Infrastructure and mining and mineral segments lift 3Q order wins

  • CSE Global won S$91m (-41.7% y-o-y) worth of orders in 3Q20, taking cumulative wins to S$333.1m (-4.5% y-o-y).
  • While 9M20 O&G segment orders declined by 21.6% y-o-y, infrastructure and mining and minerals (M&M) orders grew 26.8% y-o-y and 51.9% y-o-y, respectively. End-Sep order book was up 14.8% y-o-y to S$267m (vs. 9M19: S$232.6m).


  • With regards to COVID-19, CSE Global mentioned that as most of its operations are deemed essential services, there has been no halt to activities, although mobility limitations have borne inefficiencies. Nevertheless, there have been no material collectability issues.
  • With regards to the lower crude oil price environment, CSE Global expects fewer opportunities and lower prices in forward O&G orders but maintains that there have not been material project/order book cancellations and collectability issues thus far.
  • We trim our CSE Global's FY20-22F EPS forecasts, largely on the back of higher effective tax expenses given that there will be a higher mix of Australian projects moving forward, in our view.

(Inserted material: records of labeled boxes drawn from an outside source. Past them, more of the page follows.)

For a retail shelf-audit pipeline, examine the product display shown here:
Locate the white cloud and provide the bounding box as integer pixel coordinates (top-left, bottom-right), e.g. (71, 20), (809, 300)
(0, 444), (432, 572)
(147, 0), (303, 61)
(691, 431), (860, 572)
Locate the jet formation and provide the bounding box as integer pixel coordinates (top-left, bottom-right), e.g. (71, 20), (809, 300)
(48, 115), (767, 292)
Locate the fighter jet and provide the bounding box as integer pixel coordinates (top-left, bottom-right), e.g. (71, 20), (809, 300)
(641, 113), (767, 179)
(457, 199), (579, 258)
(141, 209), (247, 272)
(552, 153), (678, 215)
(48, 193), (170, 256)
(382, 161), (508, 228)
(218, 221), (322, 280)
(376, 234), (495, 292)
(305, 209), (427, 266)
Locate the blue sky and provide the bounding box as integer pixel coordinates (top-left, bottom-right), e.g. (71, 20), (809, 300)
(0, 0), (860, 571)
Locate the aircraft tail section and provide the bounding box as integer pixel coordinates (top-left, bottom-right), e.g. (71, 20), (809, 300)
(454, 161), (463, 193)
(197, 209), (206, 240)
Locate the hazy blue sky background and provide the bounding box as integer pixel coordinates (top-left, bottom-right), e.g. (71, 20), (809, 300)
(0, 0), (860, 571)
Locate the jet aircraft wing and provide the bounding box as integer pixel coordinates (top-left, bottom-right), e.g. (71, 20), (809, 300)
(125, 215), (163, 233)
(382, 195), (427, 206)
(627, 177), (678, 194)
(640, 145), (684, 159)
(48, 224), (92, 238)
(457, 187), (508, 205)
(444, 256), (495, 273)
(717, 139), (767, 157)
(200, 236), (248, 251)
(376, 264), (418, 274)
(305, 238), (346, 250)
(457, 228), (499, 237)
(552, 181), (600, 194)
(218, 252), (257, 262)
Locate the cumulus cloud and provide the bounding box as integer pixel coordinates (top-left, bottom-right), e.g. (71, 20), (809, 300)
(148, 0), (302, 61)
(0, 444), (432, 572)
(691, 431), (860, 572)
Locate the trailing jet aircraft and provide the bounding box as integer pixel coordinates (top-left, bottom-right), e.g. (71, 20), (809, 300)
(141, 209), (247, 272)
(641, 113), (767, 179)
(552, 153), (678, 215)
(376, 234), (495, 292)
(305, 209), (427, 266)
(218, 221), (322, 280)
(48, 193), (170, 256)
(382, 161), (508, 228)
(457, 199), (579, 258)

Reiterate ADD; infrastructure and mining & minerals segments to mitigate O&G

  • We think the O&G segment may see near-term sluggishness due to the low crude oil prices and the political uncertainties in America. However, a strong order backlog and continued diversification to infrastructure and M&M industries could provide a cushion in these tough times.
  • We also think CSE Global’s dividend yield would be intact on the back of continued cashflow generation.
  • We reiterate ADD on CSE Global with an unchanged target price of S$0.60, still based on 12x, close to its 5-year (2014-2019) average of 11.7x, but rolled forward to FY22F EPS.
  • See CSE Global Share Price; CSE Global Target Price; CSE Global Analyst Reports; CSE Global Dividend History; CSE Global Announcements; CSE Global Latest News.
  • Potential re-rating catalysts are swifter project execution and higher-than-expected order wins.
  • Downside risks are lower order wins and potential cuts in DPS.